Look ahead: The paradox of automation
Here's why a future full of automation will leave mankind completely useless at performing simple tasks.
Britain’s pound sterling plunged from $1.26 against the dollar to a little over $1.18 in two minutes, which is quite an extraordinary movement in normal market conditions. No one was able to explain the plunge satisfactorily. Theories ranged from the ‘fat finger syndrome’, well-known by now after having caused mayhem in the ‘flash crash’ in American bourses in 2010, or just the plain bloody mindedness of computer systems or maybe a glitch in the algorithm employed to automate trades as billions of dollars worth of currency or stocks and shares change hands in a trice across a connected world.
The pound has been most vulnerable ever since the British Prime Minister, Theresa May, addressed the Conservative party conference a couple of weeks ago. There is plenty of opinion from economists and bankers that the pound may as well fall from having been “driven to artificial highs by global property speculators and the banking elites acting in destructive synergy, causing serious damage to Britain’s manufacturing base and long-term competitiveness,” as an analyst put it. But that is beside the argument here which is about whether a system failure or a rogue algorithm destroyed whatever little credibility the pound had left after coming through the big Brexit test.
The fate of the pound suffering a plunge caused by computer systems handling an erroneous input by man is part of what is known as the paradox of automation. The paradox applies in a wide variety of tasks that man has left to machines and systems in order to make his life more comfortable. We have deputed even the most complex tasks like the operating of nuclear power stations to aircraft being flown by fly-by-wire systems, so much so human beings are out of practice when it comes to these tasks. Even in an emergency, when a human mind and action is supposed to take over such tasks for safety, we may find we are so out of practice that taking over the controls is no more the best solution as was found in the Airbus crash when flying out of Rio to Paris.
When a relatively inexperienced pilot had to take the controls in an emergency he is thought to have done an asinine thing in a steep climb to an altitude beyond 37,000 feet at which the wings stop operating as wings and the aircraft drops several thousand feet with its nose up in the sky. Fly-by-wire systems are so good these days that the autopilot lets pilots relax right through the trip until it comes to landing. But when a crisis comes, like ice forming on the exteriors of the plane or running into very rough weather, a human brain and body may have to come into play to work around the problem. It is here that pilots are tested most.

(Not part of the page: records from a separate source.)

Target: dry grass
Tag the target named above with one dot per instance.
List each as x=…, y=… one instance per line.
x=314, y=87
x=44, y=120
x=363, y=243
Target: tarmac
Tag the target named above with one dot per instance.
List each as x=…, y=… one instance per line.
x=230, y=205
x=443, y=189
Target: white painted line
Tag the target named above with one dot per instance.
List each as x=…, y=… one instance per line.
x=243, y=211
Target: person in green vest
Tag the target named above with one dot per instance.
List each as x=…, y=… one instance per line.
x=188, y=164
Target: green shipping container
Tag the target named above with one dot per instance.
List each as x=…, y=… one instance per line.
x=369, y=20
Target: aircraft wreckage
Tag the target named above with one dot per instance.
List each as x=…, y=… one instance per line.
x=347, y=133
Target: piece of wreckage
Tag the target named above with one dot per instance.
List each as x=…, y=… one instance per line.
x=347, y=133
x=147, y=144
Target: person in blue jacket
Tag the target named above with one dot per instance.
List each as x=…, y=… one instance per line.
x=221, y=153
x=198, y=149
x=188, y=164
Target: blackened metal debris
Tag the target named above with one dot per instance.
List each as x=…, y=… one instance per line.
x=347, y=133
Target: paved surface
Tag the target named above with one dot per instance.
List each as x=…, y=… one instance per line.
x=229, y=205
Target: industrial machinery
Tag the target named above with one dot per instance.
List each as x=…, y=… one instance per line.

Driverless cars are running about today having logged millions of miles in vast experiments aimed at automating tasks average humans are not great at. Companies like Tesla and Google foresee a future in which automobiles really live up to their ‘auto’ name. Here again, the problem arises when the unexpected crops up and the car has to pass on the controls to a human. The technical as well as philosophical question to be asked is how will an artificial intelligence device know when a crisis at hand.

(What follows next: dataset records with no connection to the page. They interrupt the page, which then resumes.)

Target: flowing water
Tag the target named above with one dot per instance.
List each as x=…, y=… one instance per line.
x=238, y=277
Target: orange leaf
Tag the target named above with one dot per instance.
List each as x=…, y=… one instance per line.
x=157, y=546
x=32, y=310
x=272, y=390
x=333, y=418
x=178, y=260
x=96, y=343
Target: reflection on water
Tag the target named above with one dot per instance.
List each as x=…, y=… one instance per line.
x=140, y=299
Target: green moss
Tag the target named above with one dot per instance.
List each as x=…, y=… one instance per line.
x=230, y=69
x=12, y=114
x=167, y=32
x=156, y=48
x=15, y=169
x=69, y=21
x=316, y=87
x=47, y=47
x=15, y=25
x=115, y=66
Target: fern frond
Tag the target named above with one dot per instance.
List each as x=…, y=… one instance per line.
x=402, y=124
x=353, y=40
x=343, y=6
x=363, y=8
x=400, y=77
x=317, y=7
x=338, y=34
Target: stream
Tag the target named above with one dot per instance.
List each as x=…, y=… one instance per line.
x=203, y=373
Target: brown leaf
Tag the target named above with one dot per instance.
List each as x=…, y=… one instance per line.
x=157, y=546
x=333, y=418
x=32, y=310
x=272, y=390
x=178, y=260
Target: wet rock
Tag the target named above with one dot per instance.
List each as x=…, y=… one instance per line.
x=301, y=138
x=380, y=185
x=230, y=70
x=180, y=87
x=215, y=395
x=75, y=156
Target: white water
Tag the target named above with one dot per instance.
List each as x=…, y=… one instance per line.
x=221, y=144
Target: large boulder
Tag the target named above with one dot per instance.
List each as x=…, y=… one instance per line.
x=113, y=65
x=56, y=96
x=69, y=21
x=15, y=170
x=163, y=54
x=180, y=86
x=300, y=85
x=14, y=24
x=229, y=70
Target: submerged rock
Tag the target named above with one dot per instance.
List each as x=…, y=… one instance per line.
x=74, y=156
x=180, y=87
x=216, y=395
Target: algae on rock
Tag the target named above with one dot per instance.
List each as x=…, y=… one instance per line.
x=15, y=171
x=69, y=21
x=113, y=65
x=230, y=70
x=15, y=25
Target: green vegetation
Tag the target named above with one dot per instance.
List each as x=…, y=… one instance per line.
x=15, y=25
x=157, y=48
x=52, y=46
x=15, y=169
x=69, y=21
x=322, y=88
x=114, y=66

Is a machine capable of thinking to determine when it can’t handle an issue anymore? Did Isaac Asimov leave behind a law of robotics to cover such eventualities? It is posited that the better the automatic systems, the more out-of-practice human operators will be, and the more extreme the situations they will have to face. The paradox is there for all to see. The better an automatic system gets, the greater the problem because it breeds incompetence in man. But when an atypical situation arises, the system needs human help which is when man may fail as his skills at manual control have not been used for too long. Welcome to the future!